Cumulative distribution functions associated with bubble-nucleation processes in cavitation

TL;DR

This study uses molecular dynamics simulations to analyze bubble-nucleation in a Lennard-Jones liquid, revealing that the process involves a relaxation time and correcting finite-size effects for accurate nucleation rate estimation.

Contribution

It introduces a modified Poisson process model with relaxation time for bubble nucleation, improving the accuracy of nucleation rate calculations in molecular simulations.

Findings

Nucleation process is a Poisson process with relaxation time.

Finite-size effects on nucleation rate are observed and corrected.

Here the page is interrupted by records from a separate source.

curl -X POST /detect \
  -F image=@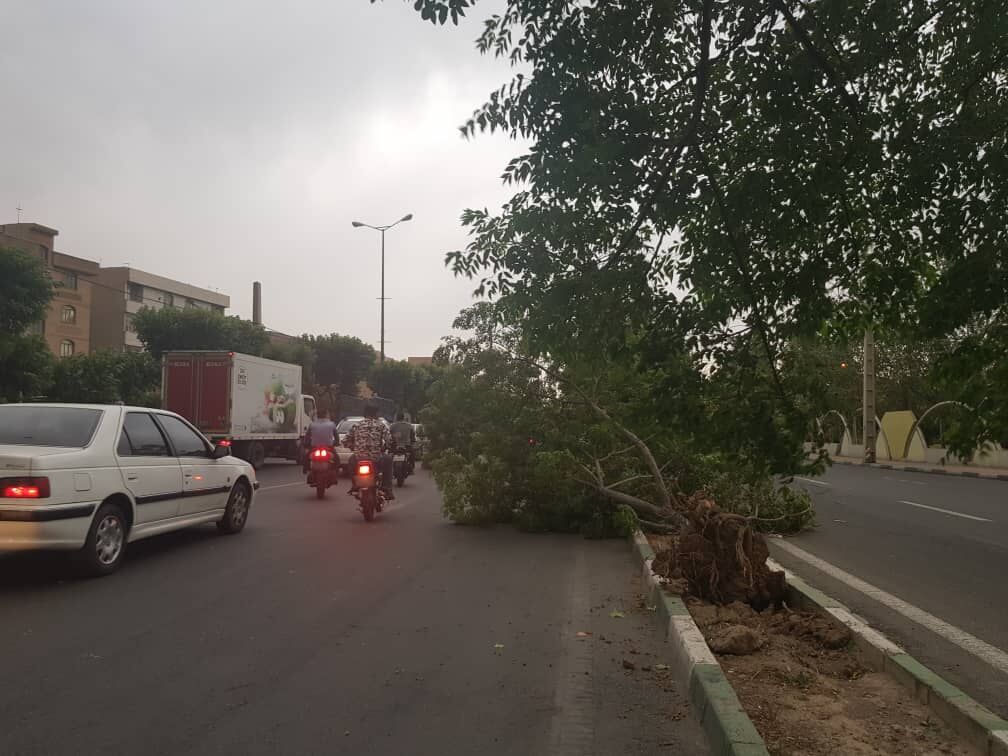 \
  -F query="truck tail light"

[0,478,49,499]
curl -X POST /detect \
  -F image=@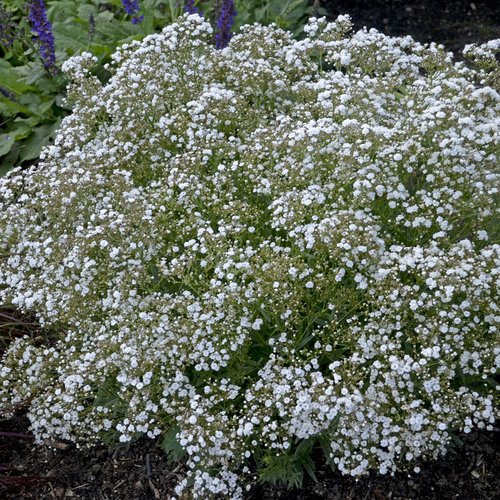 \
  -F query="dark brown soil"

[0,417,500,500]
[0,0,500,500]
[320,0,500,58]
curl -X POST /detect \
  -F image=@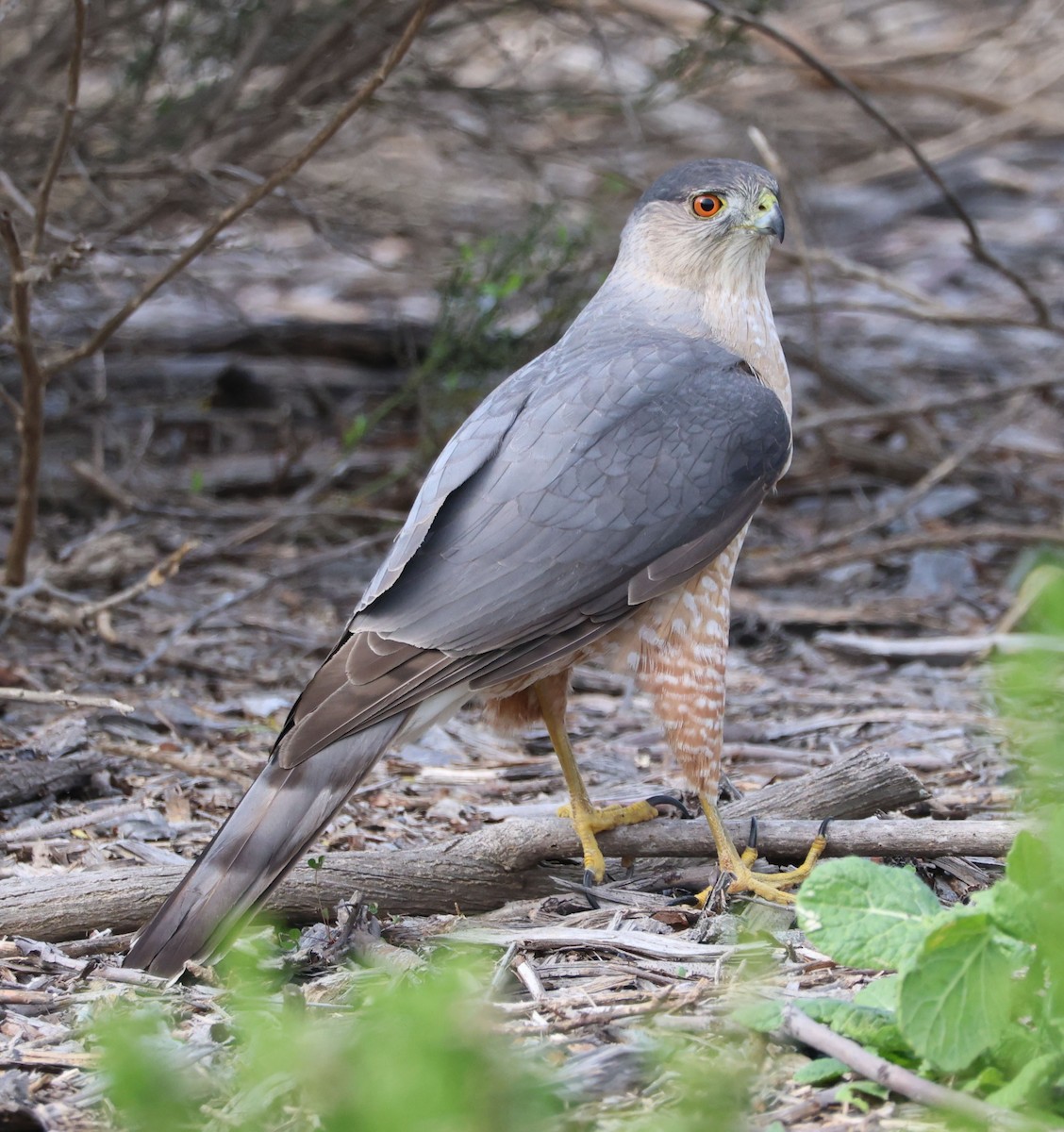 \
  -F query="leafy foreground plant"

[94,962,562,1132]
[742,571,1064,1127]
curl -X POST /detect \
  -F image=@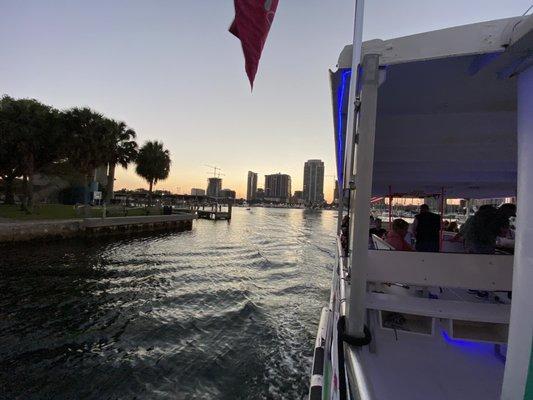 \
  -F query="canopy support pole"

[387,185,392,231]
[439,188,446,251]
[501,67,533,400]
[342,0,365,189]
[347,54,379,338]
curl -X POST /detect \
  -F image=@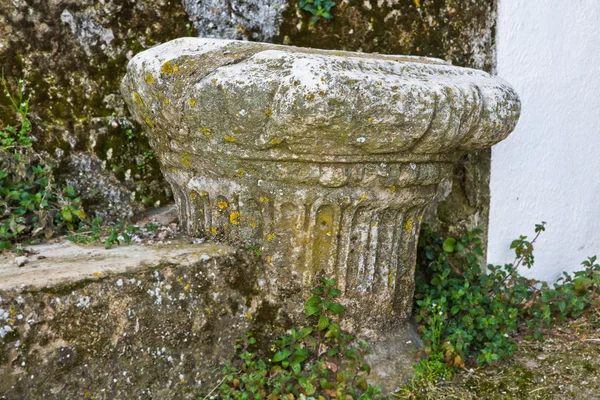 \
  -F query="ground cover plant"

[408,223,600,390]
[211,278,380,399]
[0,77,162,251]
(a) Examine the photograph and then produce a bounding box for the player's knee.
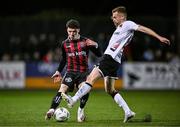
[106,90,118,98]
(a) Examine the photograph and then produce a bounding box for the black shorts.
[62,72,89,92]
[97,54,120,78]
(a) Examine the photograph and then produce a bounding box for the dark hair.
[112,6,127,16]
[66,19,80,29]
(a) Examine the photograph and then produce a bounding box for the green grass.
[0,90,180,127]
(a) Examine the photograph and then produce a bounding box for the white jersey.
[104,21,138,63]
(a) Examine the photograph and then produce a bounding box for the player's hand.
[86,39,98,47]
[51,71,62,83]
[159,37,170,45]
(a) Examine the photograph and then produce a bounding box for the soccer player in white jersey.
[62,6,170,123]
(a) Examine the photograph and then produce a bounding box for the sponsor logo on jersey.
[65,77,72,82]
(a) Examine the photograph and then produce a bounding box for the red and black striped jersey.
[58,36,102,72]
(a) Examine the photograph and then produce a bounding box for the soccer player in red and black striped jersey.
[45,19,102,122]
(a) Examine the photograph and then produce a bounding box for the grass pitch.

Using mean waiting time can lead to incorrect nucleation rate estimates.

Abstract

Bubble-nucleation processes of a Lennard-Jones liquid are studied by molecular dynamics simulations. Waiting time, which is the lifetime of a superheated liquid, is determined for several system sizes, and the apparent finite-size effect of the nucleation rate is observed. From the cumulative distribution function of the nucleation events, the bubble-nucleation process is found to be not a simple Poisson process but a Poisson process with an additional relaxation time. The parameters of the exponential distribution associated with the process are determined by taking the relaxation time into account, and the apparent finite-size effect is removed. These results imply that the use of the arithmetic mean of the waiting time until a bubble grows to the critical size leads to an incorrect estimation of the nucleation rate.